S. Ebediyye kitabında şöyle bildiriliyor:
Kefaret-i namaz ve mübarek zamanlarda yapılan diğer ibadetler, kaza edilmiş olan farz namazların, kazaya bırakma ve kazasını geciktirme günahlarının affolması maksadıyla yapılan tevbenin, kabul olması içindir. Yoksa kılınmamış namazlar, kaza edilmedikçe, hiçbir suretle affolmaz. Nitekim oruç kefareti de, oruç borcunu ödemiyor. Gün sayısınca orucun ayrıca kaza edilmesi de lazım oluyor.
Denizde damlaya talip olmak
Sual: Bir kimse kaza namazı kılmayıp ömür boyu teheccüd, kuşluk ve evvabin gibi sünnet olan nafile namazlar kılsa, kaza namazı borcundan kurtulmuş olur mu?
CEVAP
Asla kurtulmuş olmaz. İmam-ı Rabbani hazretleri buyuruyor ki:
Farzların yanında nafilenin hiç kıymeti yoktur. Deniz yanında damla bile değildir. (1/260)
Ömür boyu kıldığı bütün nafileler, bir farz namazın sevabına kavuşamaz. İslam âlimleri, (Farz kazası olanın nafilelerle meşgul olması ahmaklıktır) buyuruyor. Bir farzı vaktinde yapmakla, kazasını ödemek bile aynı değildir. Mesela bir kimse, Ramazan ayında farz bir orucu tutmayıp sonra kaza etse, hatta ömür boyu nafile oruç tutsa, o bir günün sevabına kavuşamaz. Bir hadis-i şerif meali şöyledir:
(Ramazanda bir gün oruç tutmayan, onun yerine bütün yıl oruç tutsa, Ramazandaki o bir günkü sevaba kavuşamaz.) [Tirmizi]
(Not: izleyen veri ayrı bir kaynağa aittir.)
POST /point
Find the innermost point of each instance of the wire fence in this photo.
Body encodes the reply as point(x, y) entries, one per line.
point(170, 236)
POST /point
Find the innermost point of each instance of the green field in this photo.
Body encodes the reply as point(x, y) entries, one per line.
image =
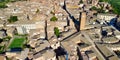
point(17, 43)
point(115, 4)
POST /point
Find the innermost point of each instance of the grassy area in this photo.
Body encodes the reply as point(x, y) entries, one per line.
point(115, 5)
point(17, 43)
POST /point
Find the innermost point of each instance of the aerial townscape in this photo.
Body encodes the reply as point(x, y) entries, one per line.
point(59, 29)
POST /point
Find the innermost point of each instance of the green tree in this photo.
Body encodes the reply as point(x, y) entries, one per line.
point(13, 19)
point(56, 31)
point(54, 19)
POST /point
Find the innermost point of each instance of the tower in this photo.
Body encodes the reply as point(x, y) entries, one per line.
point(82, 20)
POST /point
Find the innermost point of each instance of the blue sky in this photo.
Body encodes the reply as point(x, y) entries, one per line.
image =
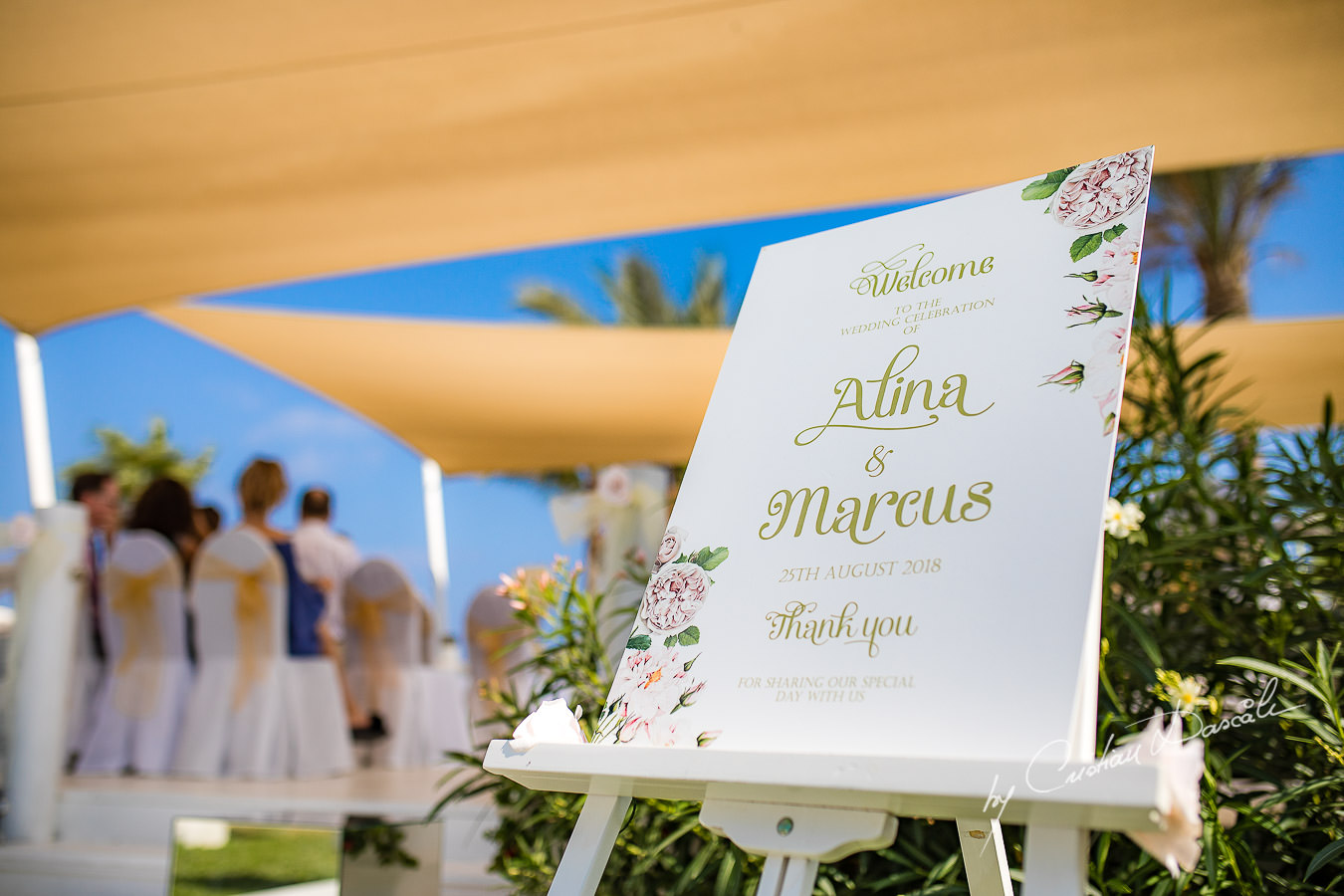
point(125, 369)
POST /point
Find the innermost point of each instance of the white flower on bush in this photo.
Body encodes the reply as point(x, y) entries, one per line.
point(1178, 844)
point(552, 723)
point(1122, 519)
point(19, 533)
point(652, 684)
point(1098, 193)
point(674, 596)
point(614, 485)
point(671, 547)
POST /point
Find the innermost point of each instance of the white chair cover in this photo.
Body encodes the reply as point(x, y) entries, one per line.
point(425, 708)
point(254, 711)
point(144, 692)
point(496, 646)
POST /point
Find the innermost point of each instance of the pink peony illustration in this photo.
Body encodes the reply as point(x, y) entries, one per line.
point(671, 547)
point(674, 596)
point(1098, 193)
point(1105, 369)
point(652, 684)
point(614, 485)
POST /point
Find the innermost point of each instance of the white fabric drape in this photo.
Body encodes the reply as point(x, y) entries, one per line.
point(142, 696)
point(254, 711)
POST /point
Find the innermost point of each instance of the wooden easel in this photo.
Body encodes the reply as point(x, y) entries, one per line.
point(799, 810)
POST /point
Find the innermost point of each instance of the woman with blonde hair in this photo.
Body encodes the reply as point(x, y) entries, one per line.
point(260, 489)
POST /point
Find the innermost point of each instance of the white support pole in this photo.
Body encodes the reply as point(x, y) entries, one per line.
point(47, 596)
point(436, 534)
point(590, 845)
point(33, 411)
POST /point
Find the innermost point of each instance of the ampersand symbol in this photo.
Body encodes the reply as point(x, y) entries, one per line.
point(878, 462)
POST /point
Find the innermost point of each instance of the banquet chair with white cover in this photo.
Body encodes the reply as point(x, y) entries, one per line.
point(386, 626)
point(256, 712)
point(144, 692)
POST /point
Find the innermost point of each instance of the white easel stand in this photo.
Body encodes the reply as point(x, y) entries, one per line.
point(799, 810)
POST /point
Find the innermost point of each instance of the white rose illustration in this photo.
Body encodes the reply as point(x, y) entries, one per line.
point(1101, 192)
point(671, 547)
point(1104, 373)
point(674, 596)
point(552, 723)
point(652, 684)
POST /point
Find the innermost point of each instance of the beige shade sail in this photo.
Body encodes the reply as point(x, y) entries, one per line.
point(153, 149)
point(508, 398)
Bu hadis-i şerif, farzları vaktinde eda etmenin önemini açıkça gösteriyor. Kaza etmekle bile bu sevaba kavuşulamayacağı bildiriliyor. Hele kaza etmeyip de nafilelerle meşgul olmayı, İslam âlimleri ahmaklık olarak nitelendiriyor. Sünnetlerin de nâfile hükmüne dâhil olduğu, bütün fıkıh kitaplarında açıkça yazıyor.